The Human Development Report has consistently defined the basic objective of development as enlarging people’s choices. At the heart of this concept are three essential components:

  • Equality of opportunity for all people in society.
  • Sustainability of such opportunities from one generation to the next.
  • Empowerment of people so that they participate in – and benefit from – development processes.

In the light of the above, the condition of women in our country, especially the ones who constitute the rural masses is far from fair or morally and ethically correct. This fact has been highlighted on numerous occasions by the ill treatment of women in rural areas. One often hears of disturbing and tragic incidents in the news.
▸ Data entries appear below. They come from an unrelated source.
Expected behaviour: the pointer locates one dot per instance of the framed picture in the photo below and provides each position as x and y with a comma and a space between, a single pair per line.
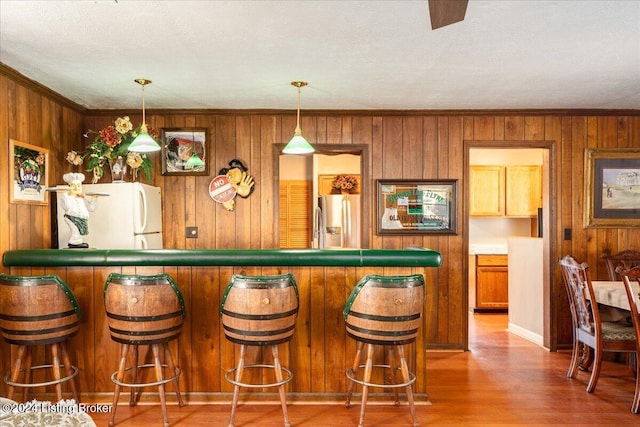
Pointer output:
28, 176
417, 206
184, 151
612, 188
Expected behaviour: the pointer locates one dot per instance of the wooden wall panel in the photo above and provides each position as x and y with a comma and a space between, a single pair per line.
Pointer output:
401, 145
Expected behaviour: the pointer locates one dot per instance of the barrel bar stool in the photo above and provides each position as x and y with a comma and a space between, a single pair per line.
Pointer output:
144, 310
259, 311
38, 310
386, 311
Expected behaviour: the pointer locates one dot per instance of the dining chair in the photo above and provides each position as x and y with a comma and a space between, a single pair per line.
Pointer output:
621, 261
631, 279
588, 328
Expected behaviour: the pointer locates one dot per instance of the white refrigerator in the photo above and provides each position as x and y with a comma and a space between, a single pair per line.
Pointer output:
130, 217
337, 221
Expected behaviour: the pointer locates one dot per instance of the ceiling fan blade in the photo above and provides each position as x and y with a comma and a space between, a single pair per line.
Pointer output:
446, 12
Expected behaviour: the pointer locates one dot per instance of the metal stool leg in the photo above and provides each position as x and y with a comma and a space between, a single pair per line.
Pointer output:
158, 368
406, 377
278, 370
354, 368
67, 365
15, 369
391, 374
368, 367
172, 368
119, 377
135, 393
26, 367
55, 368
236, 387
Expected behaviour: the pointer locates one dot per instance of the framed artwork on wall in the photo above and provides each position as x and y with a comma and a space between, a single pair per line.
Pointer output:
612, 188
417, 206
28, 175
184, 151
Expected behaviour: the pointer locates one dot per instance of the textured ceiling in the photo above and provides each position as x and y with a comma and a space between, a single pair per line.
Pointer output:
354, 54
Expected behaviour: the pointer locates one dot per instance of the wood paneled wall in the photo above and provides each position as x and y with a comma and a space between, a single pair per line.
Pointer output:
412, 145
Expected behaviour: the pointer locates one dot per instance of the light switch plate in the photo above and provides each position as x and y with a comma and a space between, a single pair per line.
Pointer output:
192, 232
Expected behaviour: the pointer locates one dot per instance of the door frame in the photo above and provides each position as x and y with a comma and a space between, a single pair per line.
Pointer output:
550, 301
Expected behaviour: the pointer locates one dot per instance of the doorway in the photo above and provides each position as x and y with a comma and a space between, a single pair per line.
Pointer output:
302, 179
508, 149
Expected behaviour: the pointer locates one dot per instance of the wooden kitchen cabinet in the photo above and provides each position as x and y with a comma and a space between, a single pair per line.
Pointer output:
492, 283
512, 191
486, 190
523, 190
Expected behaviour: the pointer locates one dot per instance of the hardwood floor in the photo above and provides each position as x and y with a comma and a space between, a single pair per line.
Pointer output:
503, 380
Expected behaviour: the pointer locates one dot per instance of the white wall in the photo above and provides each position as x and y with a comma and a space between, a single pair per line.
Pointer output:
526, 317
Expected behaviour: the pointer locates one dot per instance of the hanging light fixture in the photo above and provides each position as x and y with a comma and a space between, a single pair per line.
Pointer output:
194, 161
143, 143
298, 145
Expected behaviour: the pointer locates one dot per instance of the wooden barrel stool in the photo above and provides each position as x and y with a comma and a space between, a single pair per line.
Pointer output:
37, 310
386, 311
259, 311
144, 310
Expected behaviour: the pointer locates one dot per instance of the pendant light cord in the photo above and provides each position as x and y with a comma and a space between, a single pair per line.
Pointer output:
298, 131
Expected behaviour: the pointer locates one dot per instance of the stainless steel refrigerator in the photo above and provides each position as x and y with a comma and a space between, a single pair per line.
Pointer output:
130, 217
337, 221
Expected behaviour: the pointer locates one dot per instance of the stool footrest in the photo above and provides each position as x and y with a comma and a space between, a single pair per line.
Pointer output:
352, 377
229, 378
44, 384
139, 385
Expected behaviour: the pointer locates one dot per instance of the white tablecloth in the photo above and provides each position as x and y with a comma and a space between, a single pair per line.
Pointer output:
611, 293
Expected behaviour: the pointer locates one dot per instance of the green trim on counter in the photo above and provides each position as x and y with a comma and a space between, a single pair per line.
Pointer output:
410, 257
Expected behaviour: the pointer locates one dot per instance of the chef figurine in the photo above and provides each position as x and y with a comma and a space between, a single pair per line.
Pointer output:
77, 209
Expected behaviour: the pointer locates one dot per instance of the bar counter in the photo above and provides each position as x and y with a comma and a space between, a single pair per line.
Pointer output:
411, 257
318, 354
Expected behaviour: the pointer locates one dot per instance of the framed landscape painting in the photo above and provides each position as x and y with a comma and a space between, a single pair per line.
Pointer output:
28, 174
612, 188
184, 151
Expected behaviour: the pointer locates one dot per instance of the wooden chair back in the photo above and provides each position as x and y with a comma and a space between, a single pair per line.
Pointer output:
631, 279
143, 309
586, 316
37, 310
260, 310
621, 261
385, 309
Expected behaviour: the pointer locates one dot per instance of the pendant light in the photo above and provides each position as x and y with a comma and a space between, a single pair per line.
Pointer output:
194, 161
298, 145
143, 143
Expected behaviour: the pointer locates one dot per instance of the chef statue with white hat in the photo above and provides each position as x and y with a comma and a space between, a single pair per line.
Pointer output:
77, 208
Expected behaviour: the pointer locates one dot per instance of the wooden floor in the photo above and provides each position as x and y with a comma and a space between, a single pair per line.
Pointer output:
503, 380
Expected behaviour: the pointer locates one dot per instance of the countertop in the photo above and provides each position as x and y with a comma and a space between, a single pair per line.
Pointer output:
488, 248
410, 257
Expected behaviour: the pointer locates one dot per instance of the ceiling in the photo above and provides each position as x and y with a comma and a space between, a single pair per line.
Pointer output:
356, 55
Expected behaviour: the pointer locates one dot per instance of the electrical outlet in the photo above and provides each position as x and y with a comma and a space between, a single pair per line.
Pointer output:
192, 232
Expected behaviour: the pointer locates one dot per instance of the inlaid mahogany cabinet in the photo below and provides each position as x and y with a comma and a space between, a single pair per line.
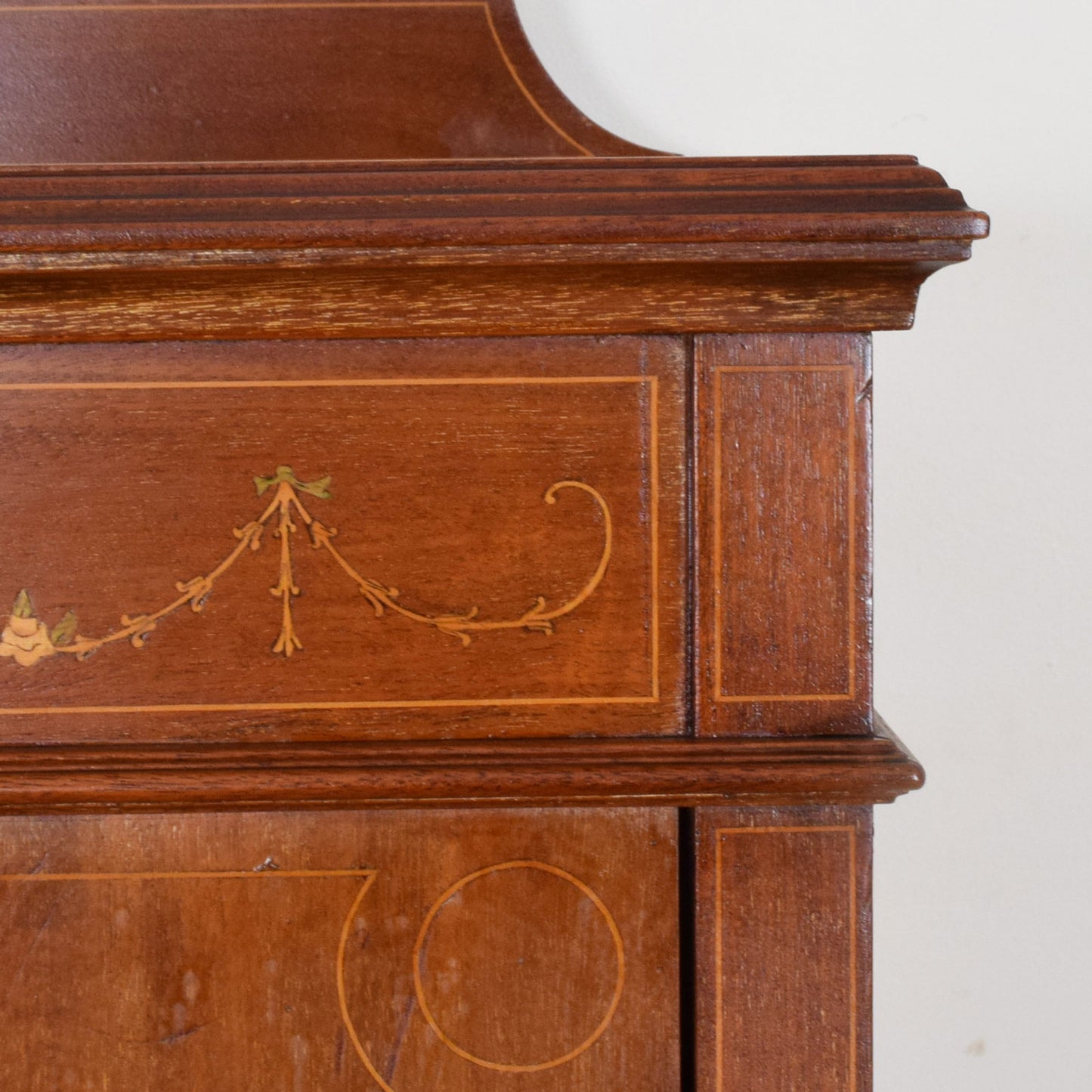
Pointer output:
436, 637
There are many faces of a woman of Pakistan. In the rural areas of Frontier or the villages of Sindh, she lives with the identity of either the mother of the future feudal lord, wife, daughter or sister of the feudal. There is a vast difference in attitudes of women, and their behavior, in urban and rural areas. She has been fighting the battle of life and society since years, and will keep fighting always.

And whenever we will see her, she will be found thanking her Lord for whatever she has proving the fact that endurance and patience is what a woman possesses most strongly. Women had to defend themselves not only vis-à-vis the state but also against hostile mischief-makers in the society at large. Such attacks still continue. Women have fought back.

These developments must be viewed against the background of quite far-reaching changes in Pakistan’s society in the four decades since independence, that have affected women’s place in it, both in the rural and the urban society. It is the latter, the urban society, with which we shall be most concerned here, for this is where the changes challenge the most forcefully established social practices and attitudes.